Ia mengingatkan masyarakat agar menjauhi ujaran kebencian, hoaks, maupun politik identitas yang dapat memperlebar perbedaan. Dalam dunia usaha, persaingan merupakan hal yang wajar, tetapi harus dijalankan secara sehat dan tidak dengan cara saling menjatuhkan.
“Di dunia usaha, persaingan merupakan hal yang wajar, tetapi jangan sampai dilakukan dengan saling menjatuhkan. Kita membutuhkan ekosistem ekonomi yang saling menguatkan,” katanya.
Andi Yuslim juga menyoroti pentingnya musyawarah dalam menyelesaikan berbagai perbedaan. Menurutnya, perbedaan pendapat merupakan bagian yang tidak terpisahkan dari kehidupan demokrasi maupun organisasi.
Namun, perbedaan tersebut harus disikapi melalui dialog dan kemauan untuk mencari titik temu. Musyawarah menjadi sarana untuk mencegah perbedaan berkembang menjadi konflik yang dapat merusak persatuan.
“Perbedaan pendapat di DPR, organisasi kemasyarakatan, maupun organisasi lainnya merupakan hal yang wajar. Kuncinya adalah duduk bersama dan mencari titik temu,” ujarnya.
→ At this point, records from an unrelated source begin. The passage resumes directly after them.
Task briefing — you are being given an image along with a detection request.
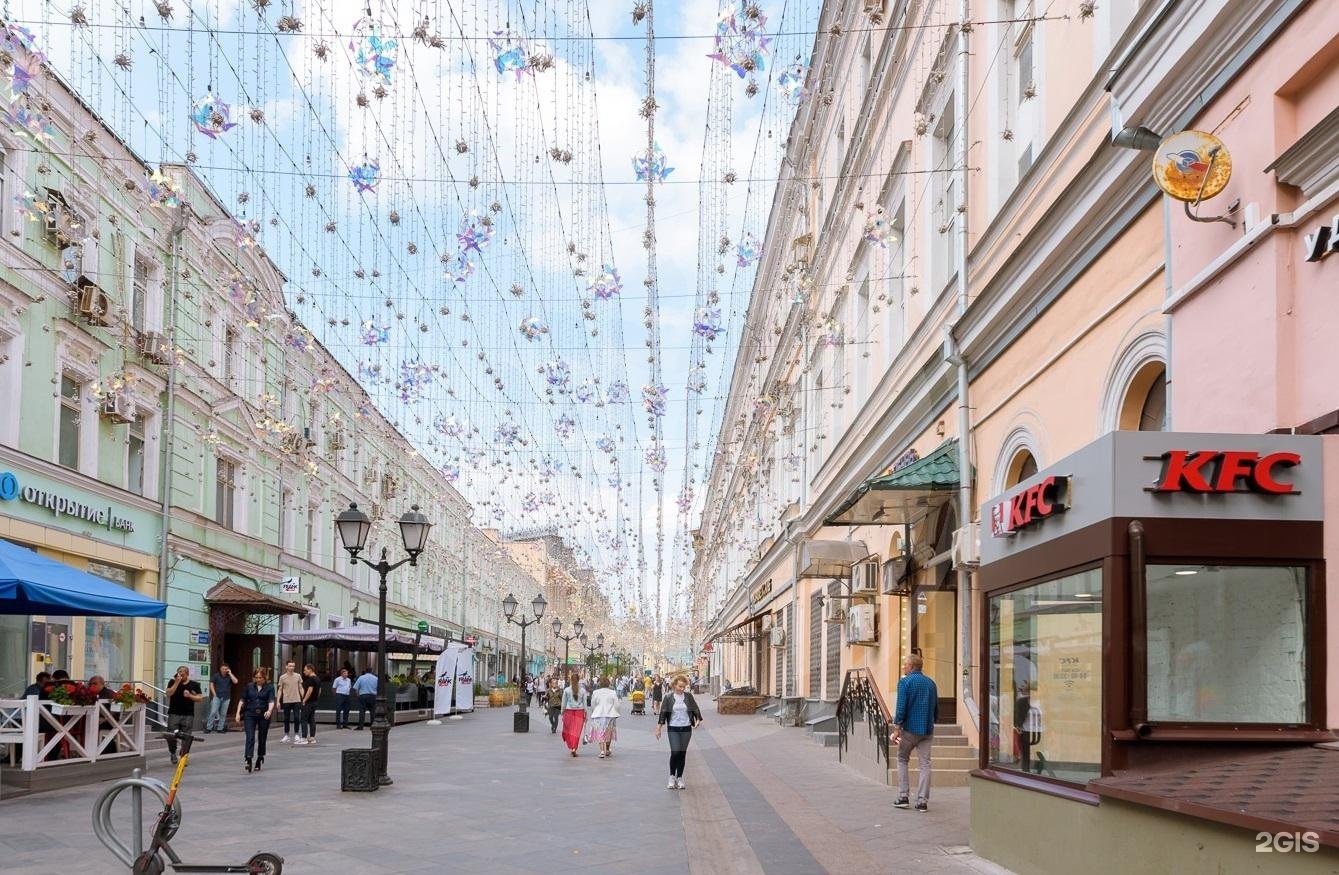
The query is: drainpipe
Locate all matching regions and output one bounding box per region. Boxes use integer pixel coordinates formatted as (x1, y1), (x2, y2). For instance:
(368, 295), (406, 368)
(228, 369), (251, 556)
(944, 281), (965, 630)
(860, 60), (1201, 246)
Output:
(154, 204), (190, 682)
(948, 0), (980, 728)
Ia menilai semangat tersebut juga sejalan dengan semangat Rapimnas Kadin, yakni “Satu data, satu suara untuk ekonomi.” Menurutnya, kesamaan visi dan kemauan untuk bekerja sama menjadi modal penting dalam menghadapi berbagai tantangan ekonomi nasional.
Hikmah lainnya yang disampaikan AYP adalah semangat gotong royong dalam membangun peradaban. Ia mencontohkan pembangunan Masjid Nabawi yang melibatkan berbagai elemen masyarakat sebagai gambaran pentingnya kebersamaan dalam membangun kehidupan yang lebih baik.
Pembangunan Indonesia tidak mungkin dilakukan oleh satu pihak secara sendiri-sendiri. Pemerintah, sektor swasta, UMKM, koperasi, dan masyarakat harus mengambil peran sesuai dengan kapasitas masing-masing.
“Pembangunan tidak dapat berjalan apabila dilakukan secara sendiri-sendiri. Pemerintah, sektor swasta, UMKM, dan masyarakat harus bergotong royong,” katanya.
Semangat kolaborasi tersebut diperlukan untuk menjalankan berbagai agenda strategis nasional, termasuk memperkuat ketahanan pangan, mendorong hilirisasi, serta memperkuat koperasi sebagai bagian dari fondasi perekonomian nasional.
Sementara itu, hikmah terakhir yang ditekankan adalah pentingnya menerjemahkan kecintaan kepada tanah air melalui tindakan nyata, seperti kecintaan Rasulullah SAW terhadap Mekah sebagai gambaran kuatnya ikatan seseorang dengan tanah kelahirannya.